3

After a very long hunt and for a related bug, I came to this strange behavior:

If on Linux I run a single JNI method to do a select:

JNIEXPORT void JNICALL Java_SelectJNI_select(JNIEnv *env, jobject thisObj) {
  // Print the curerent PID
  fprintf(stderr, "PID: %d\n", getpid());

  // Wait for 30 seconds
  struct timeval *timeout = (struct timeval *) calloc(1, sizeof(struct timeval));
  timeout->tv_sec = 30;
  timeout->tv_usec = 0;
  select(0, NULL, NULL, NULL, timeout);

  return;
}

and then I run the executable with strace, the select is not executed with the PID I have printed, but with the PID of a child, with the original object actually waiting on a mutex (this doesn't happen if I execute the same call in a plain small C program).

Say strace -f -o strace_output.txt java SelectJNI prints:

PID: 46811 

then grep select\( strace_output.txt will return:

46812 select(0, NULL, NULL, NULL, {tv_sec=30, tv_usec=0} <unfinished ...>

My guess is that JNI is forking and, in some way replacing the original select with its own wrapped version, probably to remain responsive.

I have a lot of questions, but the ones I care more about are:

  1. Is my hypothesis correct?
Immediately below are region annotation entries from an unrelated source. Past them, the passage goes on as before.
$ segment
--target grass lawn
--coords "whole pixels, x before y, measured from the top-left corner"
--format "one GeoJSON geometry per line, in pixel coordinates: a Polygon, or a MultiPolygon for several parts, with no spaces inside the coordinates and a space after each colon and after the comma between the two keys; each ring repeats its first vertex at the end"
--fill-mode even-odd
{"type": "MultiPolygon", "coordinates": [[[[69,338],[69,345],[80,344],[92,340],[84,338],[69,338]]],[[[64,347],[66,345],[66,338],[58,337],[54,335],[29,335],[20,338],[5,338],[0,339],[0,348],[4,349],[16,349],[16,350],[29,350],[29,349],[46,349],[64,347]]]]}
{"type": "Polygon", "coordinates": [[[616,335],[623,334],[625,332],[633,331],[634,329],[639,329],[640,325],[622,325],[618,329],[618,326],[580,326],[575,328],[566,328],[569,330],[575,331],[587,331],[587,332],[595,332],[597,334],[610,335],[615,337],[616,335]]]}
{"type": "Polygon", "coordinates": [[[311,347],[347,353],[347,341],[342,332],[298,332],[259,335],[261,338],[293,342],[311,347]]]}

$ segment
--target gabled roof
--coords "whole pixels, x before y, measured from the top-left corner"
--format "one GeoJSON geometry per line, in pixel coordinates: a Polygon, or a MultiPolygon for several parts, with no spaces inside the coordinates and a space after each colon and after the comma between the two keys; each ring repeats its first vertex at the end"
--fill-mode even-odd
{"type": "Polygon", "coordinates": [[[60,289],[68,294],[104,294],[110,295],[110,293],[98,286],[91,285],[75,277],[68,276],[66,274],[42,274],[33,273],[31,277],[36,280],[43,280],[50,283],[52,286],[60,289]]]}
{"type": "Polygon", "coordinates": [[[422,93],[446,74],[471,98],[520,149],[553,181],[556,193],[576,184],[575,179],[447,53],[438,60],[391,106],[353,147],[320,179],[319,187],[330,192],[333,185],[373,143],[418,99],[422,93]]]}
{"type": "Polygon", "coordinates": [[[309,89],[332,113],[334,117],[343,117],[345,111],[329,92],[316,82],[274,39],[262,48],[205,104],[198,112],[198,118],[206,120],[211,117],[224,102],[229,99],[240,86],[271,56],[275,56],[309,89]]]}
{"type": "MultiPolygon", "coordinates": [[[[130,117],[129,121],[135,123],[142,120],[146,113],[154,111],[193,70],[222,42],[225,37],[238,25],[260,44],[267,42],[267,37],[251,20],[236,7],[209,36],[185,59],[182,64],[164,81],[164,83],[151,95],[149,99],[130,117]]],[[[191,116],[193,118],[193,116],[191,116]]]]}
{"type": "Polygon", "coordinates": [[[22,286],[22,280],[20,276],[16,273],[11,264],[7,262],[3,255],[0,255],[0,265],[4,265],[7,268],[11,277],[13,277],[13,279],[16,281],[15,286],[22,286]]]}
JNI replacing functions under my feet?
  2. Is this behavior documented somewhere?
  3. The process where the actual select is invoked seems always to be that of the first child. Can I rely on that? If not, how do I find out where select is actually running?
Rick77
  • 3,121
  • 25
  • 43
  • Have you confirmed that the parent isn't *immediately* forking to set up the many threads expected in a JVM? – nanofarad Feb 09 '21 at 15:34
  • I may not have understood your remark, but I don't _think_ it's the case: if the parent had forked already, the pid reported by the printf and the one in strace would be identical. – Rick77 Feb 09 '21 at 15:35
  • My surprise comes from the fact that the process seem to either fork or delegate the select call _after_ the fprintf, that is when select is called. Again, maybe I didn't get your remark, though. – Rick77 Feb 09 '21 at 15:36
  • 1
    46812 in the strace output is a TID, not a PID, if I recall correctly. Print the result of `gettid` instead. – nanofarad Feb 09 '21 at 15:36
  • it would make sense, thank you @nanofarad! – Rick77 Feb 09 '21 at 15:37
  • 1
    @Rick77 off-topic, but instead of `grep select\(` you can do `strace -f -e select ...` – rkosegi Feb 09 '21 at 15:50
  • thank you @rkosegi: It will be useful! – Rick77 Feb 09 '21 at 16:07

2 Answers2

3

The JVM may indeed fork, but it does so to create new JVM threads, rather than whole processes. While 46811 is the PID, the thread that's actually running your code in question has TID 46812 (which is what strace prints), while still running under PID 46811. Replacing getpid with gettid in the sample should lead to a consistent output.

nanofarad
  • 40,330
  • 4
  • 86
  • 117
  • Thank you @nanofarad, I can confirm after printing the ``gettid()`` result that this is the case. I'm a bit surprised, though, that (in a more complex example) I was able to send a SIGINT to the process by using the TID and not the PID: does "kill" play well with TIDs too? – Rick77 Feb 09 '21 at 15:40
  • 2
    @Rick77 A signal can be routed to a *process* by using any TID within the process ([ref](https://stackoverflow.com/questions/22005719/which-thread-handles-the-signal)), but which thread *handles* the signal is depends on whether the signal is per-process, per-thread, etc (see linked ref) – nanofarad Feb 09 '21 at 15:41
3

I want to elaborate on the accepted answer by @nanofarad and address the 3 points of my own question explicitly.

My guess is that JNI is forking and, in some way replacing the original select with its own wrapped version, probably to remain responsive. [...]

  1. Is my hypothesis correct? JNI replacing functions under my feet?

No, it is not.

The select executed by JNI has nothing special to it.

The hypothesis that JNI was replacing it with "something that forks the process" was wrong: I just misinterpreted the TID printed by strace for a PID.

JNI just executes the strace in the Java thread.

  1. Is this behavior documented somewhere?

No need to: since the JNI call is executed in the calling Java thread there is nothing to write on the matter.

  1. The process where the actual select is invoked seems always to be that of the first child (et cetera...)

It's the TID of the first spawned thread that appears to be always equal to PID + 1, but i's a likely behavior (the Java thread is created right after the runtime is started), it is not bound to be.

Rick77
  • 3,121
  • 25
  • 43